A new computational method for automated genome assembly from long, high-fidelity reads is presented in Nature Biotechnology this week. While breakthroughs in genome sequencing were primarily achieved using HiFi reads, assembly of these reads remains a challenge and, in the era of population-scale sequencing, there is a need for an accurate tool for complete genome assembly. To that end, researchers from the University of California, San Diego, developed the La Jolla Assembler (LJA), a fast algorithm using the Bloom filter, sparse de Bruijn graphs, and disjointig generation. According to the researchers, LJA outperforms current state-of-the-art assemblers, achieving five-fold fewer misassemblies while generating more contiguous assemblies.
By sequencing the gut microbiomes of cancer patients undergoing treatment with immune checkpoint inhibitors (ICIs), a team led by investigators from King's College London and the University of Trento have uncovered a new details about the link between the gut microbiome and clinical responses to this class of cancer immunotherapeutics. Looking to extend previous research associating the composition of the gut microbiome to the effects of ICIs, the scientists performed shotgun metagenomic sequencing on 165 stool samples collected from patients with advanced cutaneous melanoma prior to receiving ICI treatment, then integrated the data with 147 metagenomic samples from previously published studies. As reported in Nature Medicine this week, they find a relevant, but cohort-dependent, association between the gut microbiome and ICI response. While they identified a panel of microbial species associated with those who responded to treatment, "no single species could be regarded as a fully consistent biomarker across studies," the researchers write. "Overall, the role of the human gut microbiome in ICI response appears more complex than previously thought, extending beyond differing microbial species simply present or absent in responders and nonresponders."

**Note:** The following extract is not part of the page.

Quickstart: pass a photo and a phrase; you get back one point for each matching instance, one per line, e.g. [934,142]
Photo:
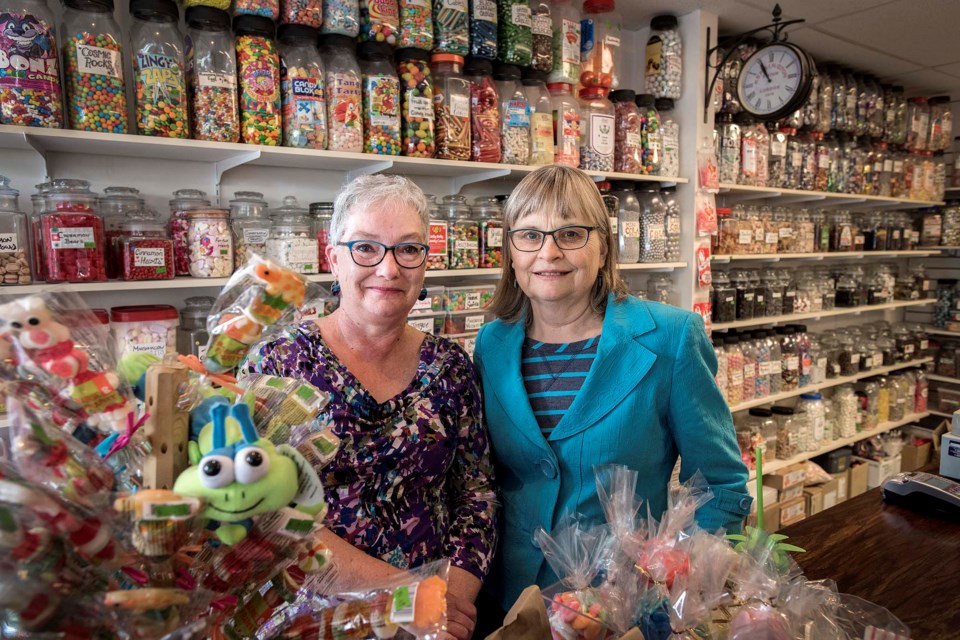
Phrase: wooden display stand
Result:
[168,428]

A single-cell multi-omics analysis of human pancreatic islets is presented in this week's Nature Metabolism, shedding new cellular and molecular insights into type 1 diabetes (T1D) pathogenesis. T1D is an autoimmune disease characterized by the destruction of insulin-producing beta cells in the islets of Langerhans within the pancreas by cytotoxic CD8+ T cells. Aiming to gain insights into the etiology of this complex disease, scientists from the University of Pennsylvania built a pancreatic islet atlas containing around 80,000 cells using single-cell transcriptomics, roughly 7,000,000 cells using cytometry by time of flight, and approximately 1,000,000 cells using imaging mass cytometry in pancreatic tissues of human organ donors both with and without T1D. Using an analytical strategy to assess pancreatic islets and identify canonical cell types, they show that a subset of exocrine ductal cells acquires a signature of tolerogenic dendritic cells in an apparent attempt at immune suppression in T1D donors.